The respite facility could be extended in different ways depending on the funding available and this would provide scope for further research. Extending the facility to include overnight accommodation would address some issues of homelessness and would provide extra respite resources for carers. Having other options like overnight accommodation in place would provide additional avenues for research to better understand the palliative and chronic disease experience in remote settings and how best to support it.
It seems clear from this qualitative evaluation that the establishment of the respite service has met an important unmet need in the Alice Springs region. The qualitative findings and case studies clearly indicate that the establishment of the respite service has resulted in marked improvements in daily living for respite patients and their carers. Establishing the respite service improved case management of chronic and complex patients. Over time, the service became a “hub” for chronic and complex patients. The provision of regular support with medicines, wound care, and other health care needs helped to stabilise people and prevent acute exacerbations of illness.
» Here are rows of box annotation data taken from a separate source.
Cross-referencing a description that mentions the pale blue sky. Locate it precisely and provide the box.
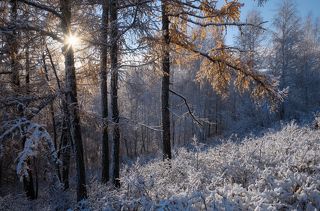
[227,0,320,43]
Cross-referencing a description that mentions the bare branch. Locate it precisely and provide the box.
[169,89,203,126]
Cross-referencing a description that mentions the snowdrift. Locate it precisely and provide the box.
[88,123,320,211]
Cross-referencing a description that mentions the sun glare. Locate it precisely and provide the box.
[66,34,79,47]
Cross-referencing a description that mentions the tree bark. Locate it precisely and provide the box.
[110,0,120,188]
[60,0,87,201]
[161,0,172,160]
[100,0,109,183]
[8,0,20,91]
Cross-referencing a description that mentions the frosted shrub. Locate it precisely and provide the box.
[89,123,320,210]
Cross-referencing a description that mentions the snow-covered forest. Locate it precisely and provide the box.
[0,0,320,211]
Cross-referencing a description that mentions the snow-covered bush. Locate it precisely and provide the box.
[0,118,59,180]
[89,123,320,210]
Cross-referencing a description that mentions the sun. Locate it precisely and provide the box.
[66,34,80,47]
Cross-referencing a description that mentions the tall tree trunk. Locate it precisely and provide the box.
[8,0,20,91]
[110,0,120,187]
[43,45,63,183]
[161,0,172,160]
[100,0,109,183]
[60,118,71,190]
[60,0,87,201]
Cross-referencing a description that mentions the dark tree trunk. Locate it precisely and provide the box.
[110,0,120,188]
[100,0,109,183]
[161,0,172,160]
[22,137,36,200]
[41,53,61,181]
[8,0,20,91]
[60,117,71,190]
[60,0,87,201]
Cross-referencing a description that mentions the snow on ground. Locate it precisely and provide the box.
[84,123,320,211]
[0,123,320,211]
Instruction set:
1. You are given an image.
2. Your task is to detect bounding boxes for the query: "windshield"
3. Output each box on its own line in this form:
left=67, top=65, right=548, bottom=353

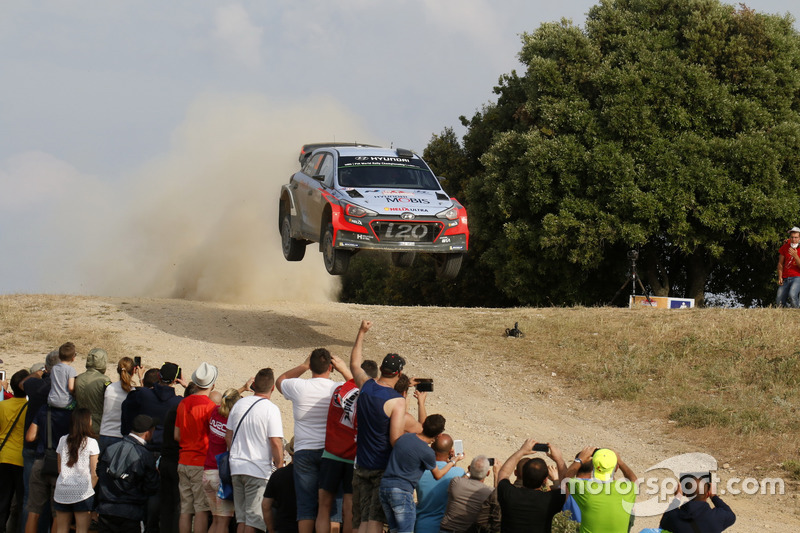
left=339, top=156, right=440, bottom=191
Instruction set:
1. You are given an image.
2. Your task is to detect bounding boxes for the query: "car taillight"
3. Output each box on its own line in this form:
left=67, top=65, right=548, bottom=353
left=436, top=206, right=458, bottom=220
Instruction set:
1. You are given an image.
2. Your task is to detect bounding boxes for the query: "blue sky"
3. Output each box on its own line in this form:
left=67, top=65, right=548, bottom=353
left=0, top=0, right=797, bottom=300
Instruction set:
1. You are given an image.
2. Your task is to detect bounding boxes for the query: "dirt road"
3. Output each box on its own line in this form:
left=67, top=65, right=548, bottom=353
left=2, top=297, right=800, bottom=532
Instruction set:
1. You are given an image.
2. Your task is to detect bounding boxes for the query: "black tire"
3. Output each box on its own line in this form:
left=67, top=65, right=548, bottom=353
left=434, top=254, right=464, bottom=279
left=322, top=224, right=352, bottom=276
left=281, top=215, right=306, bottom=261
left=392, top=252, right=417, bottom=268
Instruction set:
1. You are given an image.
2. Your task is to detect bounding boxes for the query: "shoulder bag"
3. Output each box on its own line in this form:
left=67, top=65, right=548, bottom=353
left=0, top=402, right=28, bottom=450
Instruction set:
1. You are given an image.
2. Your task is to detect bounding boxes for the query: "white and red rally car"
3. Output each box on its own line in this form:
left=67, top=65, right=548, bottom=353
left=278, top=143, right=469, bottom=279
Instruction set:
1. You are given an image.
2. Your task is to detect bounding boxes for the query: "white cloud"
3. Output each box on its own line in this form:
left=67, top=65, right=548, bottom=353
left=213, top=4, right=264, bottom=69
left=420, top=0, right=503, bottom=43
left=0, top=151, right=88, bottom=210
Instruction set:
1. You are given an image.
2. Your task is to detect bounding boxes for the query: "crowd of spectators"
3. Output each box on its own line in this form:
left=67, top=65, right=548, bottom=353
left=0, top=321, right=735, bottom=533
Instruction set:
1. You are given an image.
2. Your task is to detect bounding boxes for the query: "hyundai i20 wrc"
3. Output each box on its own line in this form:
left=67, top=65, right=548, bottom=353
left=278, top=143, right=469, bottom=279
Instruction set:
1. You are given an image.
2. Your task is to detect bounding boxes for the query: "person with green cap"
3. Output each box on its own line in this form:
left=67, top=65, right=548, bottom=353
left=565, top=446, right=636, bottom=533
left=75, top=348, right=111, bottom=431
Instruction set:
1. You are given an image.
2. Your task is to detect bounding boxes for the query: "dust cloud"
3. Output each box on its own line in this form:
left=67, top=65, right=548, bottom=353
left=86, top=95, right=376, bottom=303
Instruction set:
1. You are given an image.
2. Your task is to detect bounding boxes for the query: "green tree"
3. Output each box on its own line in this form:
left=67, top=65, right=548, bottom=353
left=463, top=0, right=800, bottom=303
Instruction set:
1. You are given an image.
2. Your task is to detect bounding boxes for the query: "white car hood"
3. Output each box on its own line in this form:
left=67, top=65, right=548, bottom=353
left=345, top=187, right=453, bottom=216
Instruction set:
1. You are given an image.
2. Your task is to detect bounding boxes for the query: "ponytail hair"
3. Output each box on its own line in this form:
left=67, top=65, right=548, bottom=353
left=117, top=357, right=135, bottom=392
left=218, top=389, right=242, bottom=418
left=67, top=408, right=94, bottom=468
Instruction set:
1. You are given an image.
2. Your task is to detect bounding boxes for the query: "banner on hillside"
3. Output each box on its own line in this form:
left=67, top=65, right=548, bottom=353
left=628, top=296, right=694, bottom=309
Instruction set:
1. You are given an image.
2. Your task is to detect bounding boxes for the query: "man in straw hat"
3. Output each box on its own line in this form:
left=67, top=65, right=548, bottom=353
left=175, top=363, right=218, bottom=533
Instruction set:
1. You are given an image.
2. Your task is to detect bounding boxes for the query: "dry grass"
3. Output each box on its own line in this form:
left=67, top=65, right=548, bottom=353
left=0, top=295, right=124, bottom=359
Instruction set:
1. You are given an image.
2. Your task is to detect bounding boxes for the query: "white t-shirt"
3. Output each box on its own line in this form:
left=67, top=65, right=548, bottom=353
left=281, top=378, right=344, bottom=450
left=227, top=396, right=283, bottom=479
left=53, top=435, right=100, bottom=504
left=47, top=362, right=78, bottom=409
left=100, top=381, right=128, bottom=438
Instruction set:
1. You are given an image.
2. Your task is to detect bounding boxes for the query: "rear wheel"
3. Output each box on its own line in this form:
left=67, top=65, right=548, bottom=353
left=392, top=252, right=417, bottom=268
left=281, top=215, right=306, bottom=261
left=434, top=254, right=464, bottom=279
left=322, top=224, right=352, bottom=276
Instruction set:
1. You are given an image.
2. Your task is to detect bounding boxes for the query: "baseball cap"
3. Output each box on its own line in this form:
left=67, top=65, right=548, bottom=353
left=44, top=350, right=59, bottom=372
left=592, top=448, right=617, bottom=481
left=133, top=415, right=156, bottom=433
left=381, top=353, right=406, bottom=374
left=158, top=363, right=181, bottom=383
left=192, top=363, right=217, bottom=389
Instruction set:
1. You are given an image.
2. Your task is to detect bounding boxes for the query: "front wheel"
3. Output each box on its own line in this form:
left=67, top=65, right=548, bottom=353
left=281, top=215, right=306, bottom=261
left=434, top=254, right=464, bottom=279
left=322, top=224, right=352, bottom=276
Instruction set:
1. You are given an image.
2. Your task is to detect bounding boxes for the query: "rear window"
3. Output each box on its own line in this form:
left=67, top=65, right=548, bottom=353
left=339, top=156, right=440, bottom=191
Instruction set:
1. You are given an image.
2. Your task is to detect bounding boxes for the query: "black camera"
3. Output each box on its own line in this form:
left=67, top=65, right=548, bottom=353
left=415, top=378, right=433, bottom=392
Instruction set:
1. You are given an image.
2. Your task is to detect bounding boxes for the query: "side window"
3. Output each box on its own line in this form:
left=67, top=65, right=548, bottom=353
left=317, top=155, right=333, bottom=187
left=303, top=153, right=325, bottom=177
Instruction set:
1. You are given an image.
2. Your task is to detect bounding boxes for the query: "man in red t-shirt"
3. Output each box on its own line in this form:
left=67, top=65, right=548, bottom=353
left=775, top=226, right=800, bottom=307
left=316, top=360, right=378, bottom=533
left=175, top=363, right=217, bottom=533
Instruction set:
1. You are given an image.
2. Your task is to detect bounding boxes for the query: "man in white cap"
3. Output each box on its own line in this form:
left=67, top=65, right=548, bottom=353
left=175, top=363, right=218, bottom=533
left=275, top=348, right=353, bottom=533
left=565, top=446, right=636, bottom=533
left=775, top=226, right=800, bottom=307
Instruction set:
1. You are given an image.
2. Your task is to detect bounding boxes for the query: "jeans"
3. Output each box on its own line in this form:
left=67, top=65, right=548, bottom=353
left=19, top=446, right=36, bottom=533
left=292, top=450, right=323, bottom=520
left=775, top=276, right=800, bottom=308
left=378, top=487, right=417, bottom=533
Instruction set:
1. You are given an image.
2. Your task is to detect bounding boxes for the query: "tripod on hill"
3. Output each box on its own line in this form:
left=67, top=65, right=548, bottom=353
left=608, top=250, right=653, bottom=305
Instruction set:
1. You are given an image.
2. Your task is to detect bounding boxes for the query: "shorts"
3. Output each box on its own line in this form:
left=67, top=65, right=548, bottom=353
left=178, top=464, right=209, bottom=514
left=203, top=470, right=233, bottom=516
left=27, top=457, right=58, bottom=514
left=353, top=468, right=386, bottom=529
left=379, top=488, right=417, bottom=533
left=292, top=450, right=324, bottom=520
left=319, top=457, right=353, bottom=494
left=53, top=496, right=94, bottom=513
left=232, top=474, right=267, bottom=531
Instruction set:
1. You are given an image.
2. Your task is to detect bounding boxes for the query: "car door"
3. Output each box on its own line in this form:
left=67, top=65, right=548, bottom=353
left=308, top=153, right=334, bottom=240
left=295, top=152, right=325, bottom=236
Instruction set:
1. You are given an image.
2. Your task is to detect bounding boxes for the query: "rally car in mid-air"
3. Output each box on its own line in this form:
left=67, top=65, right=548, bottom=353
left=278, top=143, right=469, bottom=279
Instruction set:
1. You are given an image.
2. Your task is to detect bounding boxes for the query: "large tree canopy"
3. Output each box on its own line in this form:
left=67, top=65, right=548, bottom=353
left=467, top=0, right=800, bottom=303
left=345, top=0, right=800, bottom=305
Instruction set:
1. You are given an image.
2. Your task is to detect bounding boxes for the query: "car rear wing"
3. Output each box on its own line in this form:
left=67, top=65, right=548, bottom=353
left=297, top=142, right=381, bottom=166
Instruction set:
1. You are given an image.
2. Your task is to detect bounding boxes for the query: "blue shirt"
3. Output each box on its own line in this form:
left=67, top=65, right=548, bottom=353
left=414, top=461, right=464, bottom=533
left=356, top=379, right=400, bottom=470
left=382, top=432, right=436, bottom=492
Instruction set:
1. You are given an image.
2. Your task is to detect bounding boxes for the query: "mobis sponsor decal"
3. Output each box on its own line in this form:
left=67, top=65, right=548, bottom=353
left=383, top=196, right=431, bottom=204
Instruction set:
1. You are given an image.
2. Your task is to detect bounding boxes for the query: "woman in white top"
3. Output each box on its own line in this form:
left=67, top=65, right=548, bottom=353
left=99, top=357, right=136, bottom=453
left=53, top=409, right=100, bottom=533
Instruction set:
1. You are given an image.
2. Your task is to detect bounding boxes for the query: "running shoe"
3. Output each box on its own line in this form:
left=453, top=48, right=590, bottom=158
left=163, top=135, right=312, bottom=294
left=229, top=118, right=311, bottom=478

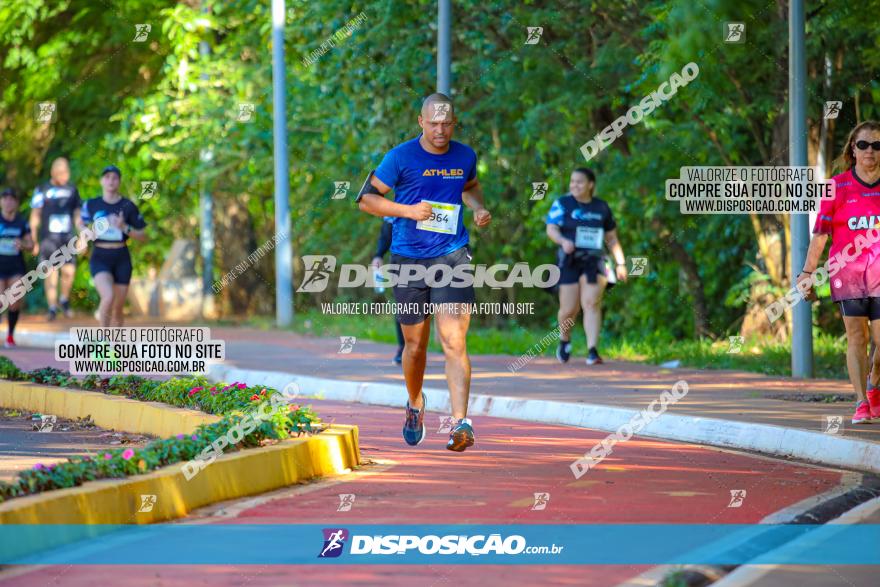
left=556, top=340, right=571, bottom=363
left=446, top=418, right=474, bottom=452
left=853, top=402, right=871, bottom=424
left=403, top=391, right=428, bottom=446
left=587, top=347, right=603, bottom=365
left=868, top=386, right=880, bottom=420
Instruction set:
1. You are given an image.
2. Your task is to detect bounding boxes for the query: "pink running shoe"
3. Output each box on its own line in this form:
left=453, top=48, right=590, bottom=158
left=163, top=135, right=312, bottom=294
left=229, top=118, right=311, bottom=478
left=868, top=387, right=880, bottom=420
left=853, top=402, right=871, bottom=424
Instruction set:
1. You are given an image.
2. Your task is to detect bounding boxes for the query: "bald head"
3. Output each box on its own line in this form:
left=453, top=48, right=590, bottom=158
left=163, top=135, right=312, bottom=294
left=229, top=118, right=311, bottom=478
left=419, top=94, right=456, bottom=153
left=422, top=93, right=455, bottom=122
left=49, top=157, right=70, bottom=185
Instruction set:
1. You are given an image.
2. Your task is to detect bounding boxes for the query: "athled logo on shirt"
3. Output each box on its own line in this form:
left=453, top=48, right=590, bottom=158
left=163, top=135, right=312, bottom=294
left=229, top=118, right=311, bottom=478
left=422, top=169, right=464, bottom=179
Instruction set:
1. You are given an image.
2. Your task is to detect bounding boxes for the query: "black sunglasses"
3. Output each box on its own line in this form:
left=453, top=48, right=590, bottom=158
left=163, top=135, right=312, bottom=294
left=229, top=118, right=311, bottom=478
left=856, top=141, right=880, bottom=151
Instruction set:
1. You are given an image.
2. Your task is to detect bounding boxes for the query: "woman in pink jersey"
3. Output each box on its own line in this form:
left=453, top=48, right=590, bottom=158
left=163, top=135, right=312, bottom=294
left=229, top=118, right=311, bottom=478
left=797, top=120, right=880, bottom=424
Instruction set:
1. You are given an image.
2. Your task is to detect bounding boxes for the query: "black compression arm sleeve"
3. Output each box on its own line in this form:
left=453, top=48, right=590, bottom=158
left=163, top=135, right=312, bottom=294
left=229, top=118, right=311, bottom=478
left=373, top=220, right=394, bottom=259
left=354, top=169, right=382, bottom=204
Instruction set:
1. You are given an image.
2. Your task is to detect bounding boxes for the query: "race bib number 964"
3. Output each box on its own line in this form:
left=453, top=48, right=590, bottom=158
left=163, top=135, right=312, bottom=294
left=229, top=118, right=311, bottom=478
left=416, top=200, right=461, bottom=234
left=574, top=226, right=605, bottom=250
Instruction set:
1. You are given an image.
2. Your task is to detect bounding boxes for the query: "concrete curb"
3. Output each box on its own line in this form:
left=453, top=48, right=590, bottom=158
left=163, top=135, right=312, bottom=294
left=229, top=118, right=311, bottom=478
left=0, top=380, right=220, bottom=438
left=712, top=497, right=880, bottom=587
left=0, top=426, right=361, bottom=558
left=207, top=365, right=880, bottom=473
left=8, top=331, right=880, bottom=473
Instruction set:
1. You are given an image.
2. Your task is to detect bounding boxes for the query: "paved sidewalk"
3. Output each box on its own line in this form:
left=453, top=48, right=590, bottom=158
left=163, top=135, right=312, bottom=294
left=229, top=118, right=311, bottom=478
left=10, top=318, right=880, bottom=443
left=0, top=401, right=852, bottom=587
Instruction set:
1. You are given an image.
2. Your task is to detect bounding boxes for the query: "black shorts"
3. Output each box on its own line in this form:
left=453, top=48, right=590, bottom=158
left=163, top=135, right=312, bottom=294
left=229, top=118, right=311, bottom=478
left=559, top=255, right=607, bottom=285
left=89, top=247, right=131, bottom=285
left=0, top=255, right=27, bottom=279
left=837, top=298, right=880, bottom=321
left=391, top=246, right=476, bottom=324
left=40, top=234, right=76, bottom=265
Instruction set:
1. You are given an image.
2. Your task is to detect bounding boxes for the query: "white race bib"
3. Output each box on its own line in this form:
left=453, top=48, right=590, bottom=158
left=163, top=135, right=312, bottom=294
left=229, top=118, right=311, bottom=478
left=416, top=200, right=461, bottom=234
left=574, top=226, right=605, bottom=251
left=0, top=238, right=18, bottom=255
left=49, top=214, right=70, bottom=234
left=99, top=225, right=122, bottom=241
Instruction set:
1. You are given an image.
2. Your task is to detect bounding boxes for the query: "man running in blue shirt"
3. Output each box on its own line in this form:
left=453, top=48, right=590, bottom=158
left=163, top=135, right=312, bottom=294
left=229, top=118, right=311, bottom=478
left=358, top=94, right=492, bottom=452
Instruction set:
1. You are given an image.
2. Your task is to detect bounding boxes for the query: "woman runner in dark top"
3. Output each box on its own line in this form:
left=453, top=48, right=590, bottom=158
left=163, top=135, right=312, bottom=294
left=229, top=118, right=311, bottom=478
left=80, top=165, right=147, bottom=326
left=547, top=168, right=627, bottom=365
left=0, top=189, right=34, bottom=349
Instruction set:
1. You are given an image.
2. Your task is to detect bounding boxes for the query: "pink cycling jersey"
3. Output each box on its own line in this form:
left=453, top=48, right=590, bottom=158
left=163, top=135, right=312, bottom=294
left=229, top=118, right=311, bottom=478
left=813, top=169, right=880, bottom=302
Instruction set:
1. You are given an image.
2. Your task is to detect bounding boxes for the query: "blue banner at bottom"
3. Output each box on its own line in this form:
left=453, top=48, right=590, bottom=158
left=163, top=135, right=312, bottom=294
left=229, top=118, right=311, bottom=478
left=0, top=524, right=880, bottom=565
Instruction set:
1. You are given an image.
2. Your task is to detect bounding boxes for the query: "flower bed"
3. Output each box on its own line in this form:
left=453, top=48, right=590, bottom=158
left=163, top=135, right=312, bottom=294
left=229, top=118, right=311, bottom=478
left=0, top=357, right=321, bottom=502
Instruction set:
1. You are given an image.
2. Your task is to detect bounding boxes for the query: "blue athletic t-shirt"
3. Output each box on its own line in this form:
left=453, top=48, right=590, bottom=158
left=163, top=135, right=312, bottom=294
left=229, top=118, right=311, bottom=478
left=375, top=135, right=477, bottom=259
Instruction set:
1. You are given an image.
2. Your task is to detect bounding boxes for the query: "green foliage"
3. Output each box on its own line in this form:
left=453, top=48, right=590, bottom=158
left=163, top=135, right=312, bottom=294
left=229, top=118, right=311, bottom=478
left=0, top=0, right=880, bottom=339
left=0, top=357, right=321, bottom=502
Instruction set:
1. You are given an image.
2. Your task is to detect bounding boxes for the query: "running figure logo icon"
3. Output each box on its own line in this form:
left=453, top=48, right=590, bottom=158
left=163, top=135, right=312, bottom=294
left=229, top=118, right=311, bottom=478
left=138, top=495, right=156, bottom=514
left=529, top=181, right=548, bottom=200
left=31, top=414, right=58, bottom=432
left=236, top=102, right=256, bottom=122
left=431, top=102, right=450, bottom=122
left=727, top=336, right=745, bottom=355
left=140, top=181, right=158, bottom=200
left=525, top=27, right=544, bottom=45
left=330, top=181, right=351, bottom=200
left=338, top=336, right=357, bottom=355
left=824, top=100, right=843, bottom=120
left=296, top=255, right=336, bottom=293
left=318, top=528, right=348, bottom=558
left=727, top=489, right=746, bottom=508
left=822, top=415, right=843, bottom=434
left=132, top=24, right=153, bottom=43
left=36, top=102, right=56, bottom=122
left=629, top=257, right=648, bottom=277
left=336, top=493, right=355, bottom=512
left=724, top=22, right=746, bottom=43
left=532, top=493, right=550, bottom=512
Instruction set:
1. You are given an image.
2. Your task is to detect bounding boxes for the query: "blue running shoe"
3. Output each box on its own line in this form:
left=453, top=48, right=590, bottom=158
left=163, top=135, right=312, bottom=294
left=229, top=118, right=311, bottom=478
left=403, top=391, right=428, bottom=446
left=446, top=418, right=474, bottom=452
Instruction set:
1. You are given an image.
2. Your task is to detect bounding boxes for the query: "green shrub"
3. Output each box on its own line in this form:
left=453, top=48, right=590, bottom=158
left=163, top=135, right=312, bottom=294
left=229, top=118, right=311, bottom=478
left=0, top=357, right=321, bottom=502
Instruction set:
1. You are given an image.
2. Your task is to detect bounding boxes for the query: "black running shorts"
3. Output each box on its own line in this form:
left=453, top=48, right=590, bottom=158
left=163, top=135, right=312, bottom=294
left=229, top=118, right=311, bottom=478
left=391, top=246, right=476, bottom=324
left=837, top=298, right=880, bottom=321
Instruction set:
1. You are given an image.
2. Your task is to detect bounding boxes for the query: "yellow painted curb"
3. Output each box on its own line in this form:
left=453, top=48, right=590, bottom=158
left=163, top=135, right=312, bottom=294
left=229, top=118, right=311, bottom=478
left=0, top=426, right=361, bottom=557
left=0, top=380, right=220, bottom=438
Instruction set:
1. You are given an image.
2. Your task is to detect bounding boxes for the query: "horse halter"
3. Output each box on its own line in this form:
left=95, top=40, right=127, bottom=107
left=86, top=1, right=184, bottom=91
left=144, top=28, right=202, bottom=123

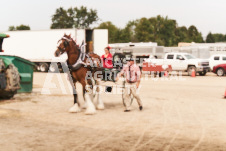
left=58, top=37, right=71, bottom=54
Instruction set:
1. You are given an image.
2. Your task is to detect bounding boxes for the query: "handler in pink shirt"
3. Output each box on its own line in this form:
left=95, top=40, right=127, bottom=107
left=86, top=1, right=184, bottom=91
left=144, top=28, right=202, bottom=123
left=117, top=58, right=143, bottom=112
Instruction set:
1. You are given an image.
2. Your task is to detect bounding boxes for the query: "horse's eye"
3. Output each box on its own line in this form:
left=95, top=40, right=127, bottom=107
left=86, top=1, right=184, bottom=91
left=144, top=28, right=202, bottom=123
left=64, top=41, right=68, bottom=47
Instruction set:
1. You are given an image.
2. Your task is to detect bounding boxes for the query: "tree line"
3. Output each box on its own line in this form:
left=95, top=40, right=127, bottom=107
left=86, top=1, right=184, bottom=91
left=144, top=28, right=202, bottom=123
left=9, top=6, right=226, bottom=46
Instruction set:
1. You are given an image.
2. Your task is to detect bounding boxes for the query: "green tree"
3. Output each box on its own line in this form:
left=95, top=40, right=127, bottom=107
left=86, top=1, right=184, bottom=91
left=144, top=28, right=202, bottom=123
left=50, top=6, right=99, bottom=29
left=188, top=25, right=204, bottom=43
left=118, top=21, right=138, bottom=42
left=16, top=24, right=31, bottom=30
left=212, top=33, right=226, bottom=42
left=97, top=21, right=120, bottom=43
left=50, top=7, right=73, bottom=29
left=135, top=18, right=153, bottom=42
left=176, top=26, right=189, bottom=43
left=206, top=32, right=215, bottom=43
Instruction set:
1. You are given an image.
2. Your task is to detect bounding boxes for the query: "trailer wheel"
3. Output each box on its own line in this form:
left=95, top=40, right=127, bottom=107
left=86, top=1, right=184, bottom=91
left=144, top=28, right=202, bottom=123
left=40, top=63, right=49, bottom=72
left=199, top=71, right=206, bottom=76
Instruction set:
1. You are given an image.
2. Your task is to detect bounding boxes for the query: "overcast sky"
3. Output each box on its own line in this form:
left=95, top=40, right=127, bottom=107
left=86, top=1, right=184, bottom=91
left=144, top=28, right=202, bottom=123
left=0, top=0, right=226, bottom=37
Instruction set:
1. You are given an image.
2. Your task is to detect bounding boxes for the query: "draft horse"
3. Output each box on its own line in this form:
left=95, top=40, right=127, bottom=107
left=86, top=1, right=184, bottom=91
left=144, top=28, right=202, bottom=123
left=55, top=34, right=104, bottom=114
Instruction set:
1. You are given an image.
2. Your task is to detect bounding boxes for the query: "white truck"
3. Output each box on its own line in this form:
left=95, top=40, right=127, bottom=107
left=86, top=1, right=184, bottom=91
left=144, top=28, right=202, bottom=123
left=209, top=54, right=226, bottom=70
left=3, top=29, right=108, bottom=72
left=145, top=53, right=210, bottom=76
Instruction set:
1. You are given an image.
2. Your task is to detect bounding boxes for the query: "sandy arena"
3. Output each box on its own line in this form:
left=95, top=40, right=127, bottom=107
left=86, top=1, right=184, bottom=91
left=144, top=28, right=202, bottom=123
left=0, top=73, right=226, bottom=151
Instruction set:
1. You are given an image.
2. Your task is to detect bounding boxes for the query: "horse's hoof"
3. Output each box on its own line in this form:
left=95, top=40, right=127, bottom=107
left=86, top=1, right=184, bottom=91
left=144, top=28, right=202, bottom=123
left=97, top=104, right=104, bottom=110
left=82, top=103, right=87, bottom=109
left=85, top=108, right=96, bottom=115
left=68, top=104, right=81, bottom=113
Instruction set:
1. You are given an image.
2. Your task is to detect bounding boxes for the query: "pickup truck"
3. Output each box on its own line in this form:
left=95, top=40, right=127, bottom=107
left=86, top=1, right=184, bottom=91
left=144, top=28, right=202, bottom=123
left=209, top=54, right=226, bottom=71
left=145, top=53, right=210, bottom=76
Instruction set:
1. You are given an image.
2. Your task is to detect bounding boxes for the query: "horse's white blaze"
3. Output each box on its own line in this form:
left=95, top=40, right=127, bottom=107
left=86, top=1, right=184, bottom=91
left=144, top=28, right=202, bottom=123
left=69, top=103, right=81, bottom=113
left=85, top=93, right=96, bottom=114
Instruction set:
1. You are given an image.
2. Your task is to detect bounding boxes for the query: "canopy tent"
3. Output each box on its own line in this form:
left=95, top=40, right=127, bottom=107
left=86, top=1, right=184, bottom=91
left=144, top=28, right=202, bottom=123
left=0, top=33, right=9, bottom=38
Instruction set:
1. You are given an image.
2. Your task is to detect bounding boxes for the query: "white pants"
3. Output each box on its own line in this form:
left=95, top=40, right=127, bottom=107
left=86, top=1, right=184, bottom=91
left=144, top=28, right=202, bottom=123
left=123, top=83, right=142, bottom=110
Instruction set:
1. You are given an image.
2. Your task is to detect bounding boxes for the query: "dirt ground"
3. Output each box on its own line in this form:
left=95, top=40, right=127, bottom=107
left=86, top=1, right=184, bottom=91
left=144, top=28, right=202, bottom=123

Extending and improving the service could occur in a variety of ways. Ensuring that appropriately trained staff are recruited and that a mix of both male and female staff are included is important. Providing reliable transport facilities would assist patients in attending the service on a regular basis. Exploring options to cater for overnight attendances at the facility was seen as a desirable initiative for the future.
The respite facility for palliative and chronic disease patients was seen as a flexible, culturally appropriate, and effective response to an urgent community need. Continuation and expansion of this resource would help improve day-to-day living for palliative and chronic disease patients and their carers in remote Australia.
The authors wish to thank the NT Department of Health for funding this project.
Availability of data and materials
The data set supporting the results of this article is included within the article.
All the authors of this paper made substantial intellectual contributions to the design of the study or the preparation of the manuscript (or both). TAC supervised the research and prepared the first draft of the manuscript. KS led the research and was assisted in organising the interviews and recruiting participants by FM and SM. FM and SM liaised with the funding body and consulted on the conduct of the research. MA led the retrieval and analysis of data from hospital records. JW and JSH provided intellectual input into the design of the project, mentoring throughout the project, and guidance in the preparation of the manuscript. All authors read and approved the final manuscript.
The authors declare that they have no competing interests in the conduct of this research or the preparation of this manuscript.
Consent for publication
For the two people described in the case studies, consent to publish was obtained from them or their next of kin.
Ethical approval and consent to participate
Ethics approval to conduct this research was obtained prior to the study commencing (reference number: HREC-13-166). The name of the ethics committee granting approval to conduct the study was the Central Australia Human Research Ethics Committee (CAHREC). All participants provided written informed consent to participate in the study prior to these people providing data to the researchers.